Though terms like 'quality engineering' and 'quality assurance' are relatively new, the ideas have existed just as long as the very art of tool manufacture. Simple tools made of rock or bone were subject to familiar modes of failure. They could be fragile, dull where they should be sharp, sharp where they should be dull, etc. When the first specialized craftsmen arose, manufacturing tools for others, the principle of quality control was simple: "let the buyer beware" (caveat emptor).

The first civil engineering projects, however, needed to be built to specifications.

Craft and tradespersons Edit

During the Middle Ages, guilds took the responsibility of quality control upon themselves. All practitioners of a particular trade living in a certain area were required to join the corresponding guild, and the guild instituted punishments for members who turned out shoddy products.

Royal governments purchasing material were interested in quality control as customers. For instance, King John of England appointed a certain William Wrotham to supervise the construction and repair of ships. Some centuries later, but also in England, Samuel Pepys, Secretary to the Admiralty, appointed multiple such overseers.

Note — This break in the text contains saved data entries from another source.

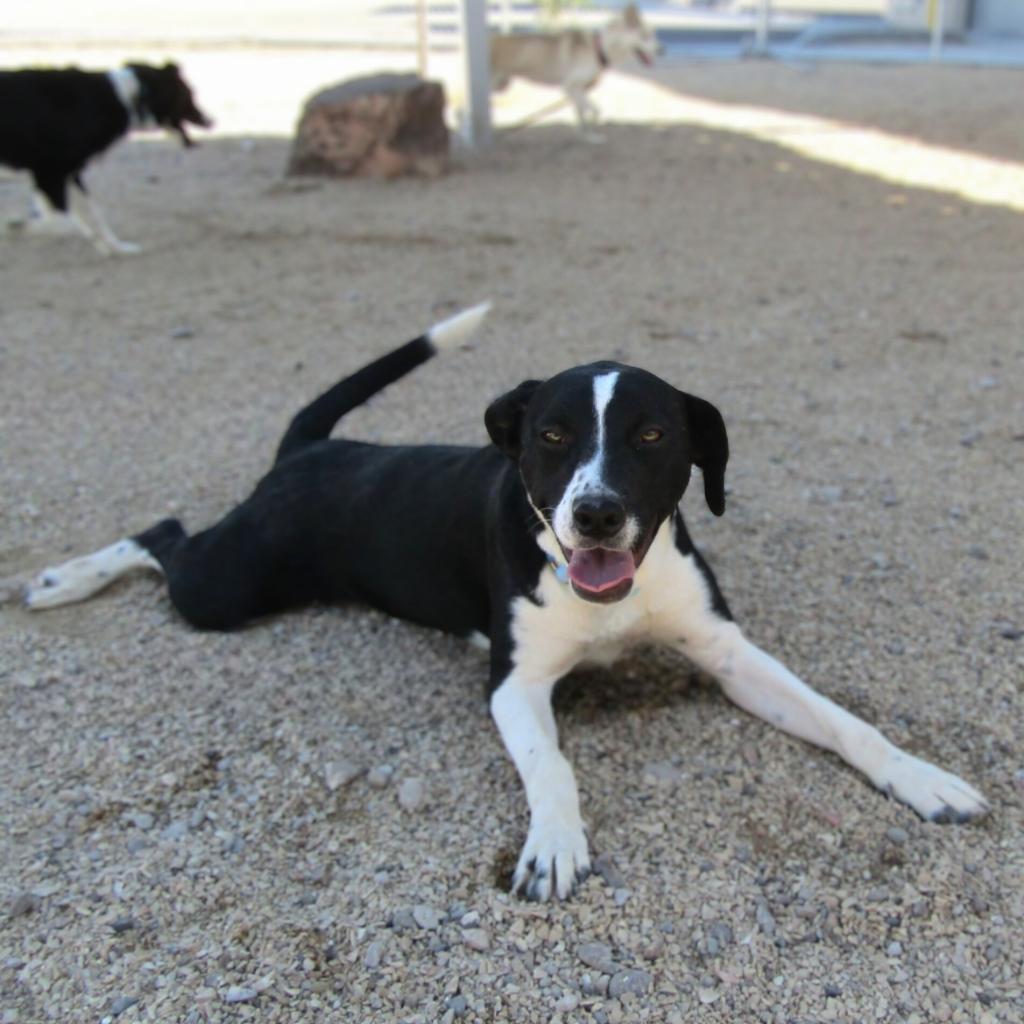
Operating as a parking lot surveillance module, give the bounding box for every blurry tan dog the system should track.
[490,4,659,141]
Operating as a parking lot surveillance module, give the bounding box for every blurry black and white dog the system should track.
[0,63,212,254]
[26,306,987,900]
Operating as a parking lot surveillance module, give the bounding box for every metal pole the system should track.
[931,0,946,62]
[416,0,427,78]
[460,0,493,146]
[754,0,771,56]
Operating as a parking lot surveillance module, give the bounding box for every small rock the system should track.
[324,761,362,793]
[398,778,427,811]
[577,942,617,974]
[809,483,843,505]
[161,818,188,840]
[608,969,650,999]
[413,903,441,932]
[555,992,580,1014]
[755,899,775,938]
[224,985,259,1002]
[391,906,418,932]
[593,853,626,889]
[643,761,683,783]
[10,892,40,918]
[462,928,490,952]
[367,765,394,790]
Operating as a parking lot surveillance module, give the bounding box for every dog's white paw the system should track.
[877,751,989,824]
[25,556,108,611]
[512,818,590,903]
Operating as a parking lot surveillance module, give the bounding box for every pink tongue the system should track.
[569,548,636,593]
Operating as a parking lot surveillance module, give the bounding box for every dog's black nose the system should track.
[572,498,626,541]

Prior to the extensive division of labor and mechanization resulting from the Industrial Revolution, it was possible for a workman to control the quality of his own product. Working conditions then were more conducive to professional pride.

The Industrial Revolution led to a system in which large groups of men performing a similar type of work were grouped together under the supervision of a foreman who also took on the responsibility to control the quality of work manufactured.

Quality Assurance has developed a good deal during the last 80-90 years (in about 20 year intervals) from its inception to the current state of the art.

Wartime production Edit

During World War I, the manufacturing process became more complex, and the introduction of large numbers of workers being supervised by a foreman designated to ensure the quality of the work, which was being produced. This period also introduced mass production and piecework, which created quality problems as workmen could now earn more money by the production of extra products, which in turn led to bad workmanship being passed on to the assembly lines.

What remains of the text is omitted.